A smiling Doherty, who had attached the torch to the side of her right crutch with a clip, crossed the square, cheered on by the crowd, and climbed the stage. She turned to face the crowd, smiling from ear to ear, and raised high the torch - still attached to her crutch - to a surge of cheers. Then, she crossed the stage and lit the cauldron.
Only then did the emotion overtake her and - like many in that crowd - she reached up a hand to brush back tears.
As she stood with the torch, the choir from Sechelt Elementary School and L'École du Pacifique led the crowd in the national anthem, switching between English and French.
At the end of the anthem, Doherty was given a chance to speak a few words to the crowd.

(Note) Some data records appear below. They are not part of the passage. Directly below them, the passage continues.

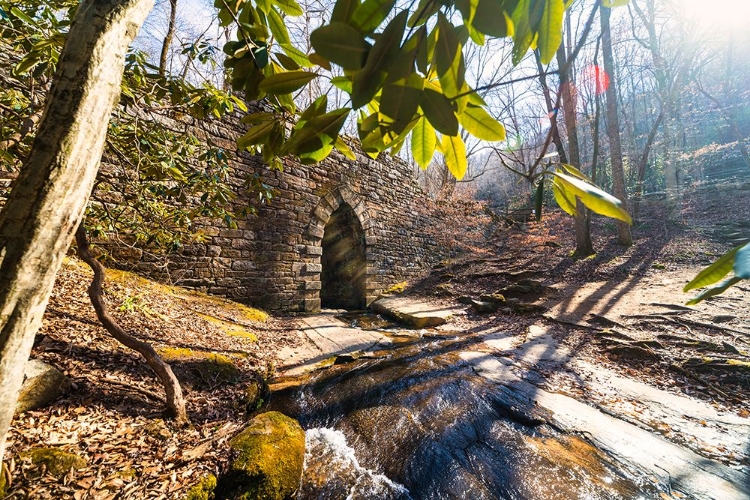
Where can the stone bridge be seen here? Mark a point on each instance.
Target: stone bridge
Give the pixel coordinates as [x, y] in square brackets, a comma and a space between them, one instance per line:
[335, 236]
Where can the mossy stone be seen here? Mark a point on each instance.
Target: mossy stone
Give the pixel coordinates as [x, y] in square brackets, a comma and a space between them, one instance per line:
[56, 462]
[204, 490]
[4, 479]
[217, 369]
[270, 454]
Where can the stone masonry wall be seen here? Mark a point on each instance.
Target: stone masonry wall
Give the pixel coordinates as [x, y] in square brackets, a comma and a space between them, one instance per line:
[273, 259]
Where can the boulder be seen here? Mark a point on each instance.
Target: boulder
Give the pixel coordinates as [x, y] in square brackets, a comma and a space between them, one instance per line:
[203, 490]
[42, 384]
[484, 307]
[270, 453]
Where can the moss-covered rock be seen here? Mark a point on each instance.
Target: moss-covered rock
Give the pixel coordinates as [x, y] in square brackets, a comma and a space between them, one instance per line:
[42, 384]
[204, 490]
[55, 461]
[269, 457]
[217, 369]
[4, 479]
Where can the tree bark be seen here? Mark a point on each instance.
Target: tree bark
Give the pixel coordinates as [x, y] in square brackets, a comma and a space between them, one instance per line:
[175, 400]
[584, 245]
[47, 202]
[168, 37]
[642, 162]
[551, 111]
[613, 126]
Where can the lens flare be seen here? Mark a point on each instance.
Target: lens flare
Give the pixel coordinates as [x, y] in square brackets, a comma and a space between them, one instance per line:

"Whether you're an elite athlete or you're somebody who's facing a challenge every day, it really takes lots of people behind you believing in you for you to believe in yourself," she said. "And I really think part of the experience and the spirit of this Olympic flame is all about community and what you can accomplish with people behind you."
Asked what message of hope she would give to the hundreds of kids in the crowd, Doherty offered a few simple, yet visibly heartfelt words.
"Dream big and follow that light within, and possibilities happen," she said. "That's what I have experienced."
Doherty's run was the culmination of a ceremony that began with a series of performances by Arbutus Sounds, Gaetan Bergevin, Acapella Strait, Em Evol (Jake Downie and Doug Mercer), Elphinstone Secondary School Jazz Band and two youth choirs.
During the ceremony, Olympic corporate sponsor Royal Bank of Canada presented a $5,000 donation to the Sunshine Coast Salmonid Enhancement Society, and presented a painting of a torchbearer to the Arrowhead Centre Society and Sunshine Coast Community Services - created onstage, within minutes, by artist Fritz Branscha, who painted as the canvas spun.
Sechelt's ceremony fell on Day 98 of the torch's 106-day relay, which, at 45,000km, is the longest national Olympic relay in history. By the time the torch arrives in Vancouver, 12,000 torch bearers will have run it through 1,037 communities, it will have stopped for 189 celebrations, and it will have reached 90 per cent of the Canadian population.
After leaving Sechelt - and as Coast Reporter went to the press - the torch set off for the rest of its Coast journey, with stops planned at Sechelt Indian Band lands, Selma Park Road in Davis Bay, McCullough Road in Wilson Creek, and Roberts Creek Elementary School; a celebration at Gibsons' Winegarden park; and stops on Marine Crescent, at Hopkins Landing, and at Langdale, before leaving the Coast on a special sailing of B.C. Ferries' new ship, the Coastal Renaissance. The torch relay continued up Highway 99 to Squamish, the site of a huge celebration Thursday night.